Der Artikel betont, dass ältere Mitarbeiter durch ihre langjährige Berufspraxis ein Erfahrungswissen erworben haben, das jüngeren Mitarbeitern fehlt. Sie haben den technischen Fortschritt und Veränderungen in Arbeits- und Produktionsverfahren miterlebt und sind daher oft auf dem neuesten Stand, unabhängig von formalen Qualifikationsnachweisen.
Welche Fähigkeiten bleiben bei älteren Mitarbeitern erhalten oder verbessern sich sogar?
Laut dem Artikel bleiben Fähigkeiten wie Systemdenken und Kooperationsfähigkeit bei älteren Mitarbeitern gleich. Urteilsfähigkeit und Besonnenheit können sogar zunehmen.
Was sagt der Artikel über Erziehungsurlaub für männliche Führungskräfte?
Der Artikel begrüßt die Befürwortung von Erziehungsurlaub für männliche Führungskräfte, da die Bewältigung von Kindererziehung und Haushalt als wichtiger sozialer Reifungsprozess angesehen wird, der Teamfähigkeit und Sozialkompetenz fördert.

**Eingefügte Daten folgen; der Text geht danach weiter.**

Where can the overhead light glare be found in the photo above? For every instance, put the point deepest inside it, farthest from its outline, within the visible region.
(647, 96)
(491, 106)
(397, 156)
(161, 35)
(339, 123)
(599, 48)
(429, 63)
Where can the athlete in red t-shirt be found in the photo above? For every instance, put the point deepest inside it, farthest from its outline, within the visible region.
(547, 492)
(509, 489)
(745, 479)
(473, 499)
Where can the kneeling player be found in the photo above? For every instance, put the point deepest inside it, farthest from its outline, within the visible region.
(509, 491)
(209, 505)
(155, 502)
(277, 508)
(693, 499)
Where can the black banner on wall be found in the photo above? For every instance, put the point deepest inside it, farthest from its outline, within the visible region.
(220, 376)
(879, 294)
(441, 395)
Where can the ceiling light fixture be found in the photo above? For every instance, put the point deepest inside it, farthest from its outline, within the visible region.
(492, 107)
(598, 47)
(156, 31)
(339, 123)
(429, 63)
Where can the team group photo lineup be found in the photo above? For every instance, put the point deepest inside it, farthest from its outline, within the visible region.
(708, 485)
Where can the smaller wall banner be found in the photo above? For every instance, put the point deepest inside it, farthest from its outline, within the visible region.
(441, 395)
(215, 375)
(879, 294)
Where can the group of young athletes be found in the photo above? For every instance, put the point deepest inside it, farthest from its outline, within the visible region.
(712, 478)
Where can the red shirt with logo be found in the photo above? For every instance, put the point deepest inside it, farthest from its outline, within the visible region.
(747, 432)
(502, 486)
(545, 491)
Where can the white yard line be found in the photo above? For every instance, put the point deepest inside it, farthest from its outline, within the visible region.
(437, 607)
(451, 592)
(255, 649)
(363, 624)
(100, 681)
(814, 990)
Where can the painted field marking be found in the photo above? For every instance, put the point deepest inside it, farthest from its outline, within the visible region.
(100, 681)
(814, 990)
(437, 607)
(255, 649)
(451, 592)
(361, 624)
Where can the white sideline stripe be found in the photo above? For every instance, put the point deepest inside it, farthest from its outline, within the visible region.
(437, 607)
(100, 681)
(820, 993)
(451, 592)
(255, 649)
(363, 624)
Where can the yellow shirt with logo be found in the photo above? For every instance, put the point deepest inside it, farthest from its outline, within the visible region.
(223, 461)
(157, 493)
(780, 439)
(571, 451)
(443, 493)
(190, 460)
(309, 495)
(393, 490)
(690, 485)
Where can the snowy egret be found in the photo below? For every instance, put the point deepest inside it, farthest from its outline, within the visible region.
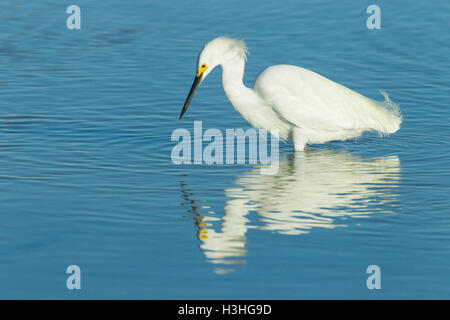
(292, 102)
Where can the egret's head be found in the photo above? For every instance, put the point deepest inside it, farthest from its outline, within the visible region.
(215, 52)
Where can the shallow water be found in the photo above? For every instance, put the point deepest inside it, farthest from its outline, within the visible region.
(86, 176)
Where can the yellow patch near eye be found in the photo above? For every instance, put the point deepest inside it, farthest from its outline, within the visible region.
(202, 69)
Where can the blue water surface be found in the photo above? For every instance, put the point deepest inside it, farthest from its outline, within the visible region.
(86, 176)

Welche Kritik übt der Artikel an jungen Führungskräften?
Der Artikel kritisiert Führungskräfte, die nach einem BWL-Studium und einem kurzen Trainee-Programm ohne viel Lebens- und Berufserfahrung die Geschicke von Unternehmen bestimmen.
Wie sollte das Altern im Unternehmen betrachtet werden?
Das Altern sollte nicht nur als negative Veränderung der individuellen Fähigkeiten gesehen werden, sondern als integrativer Bestandteil der Fähigkeiten und der betrieblichen Kultur eines Unternehmens.
Was ist nötig, um das Altern im Unternehmen positiv zu bewältigen?
Es müssen alle Möglichkeiten der Arbeitsplatzgestaltung und der Personalentwicklung genutzt werden, um das Altern positiv zu bewältigen.
Was bedeutet "lernende Unternehmen" im Zusammenhang mit dem Artikel?
Der Begriff "lernende Unternehmen" bezieht sich auf die Notwendigkeit für Unternehmen, umzudenken und das Erfahrungswissen älterer Mitarbeiter wertzuschätzen, anstatt sie vorschnell aus dem Arbeitsleben zu drängen.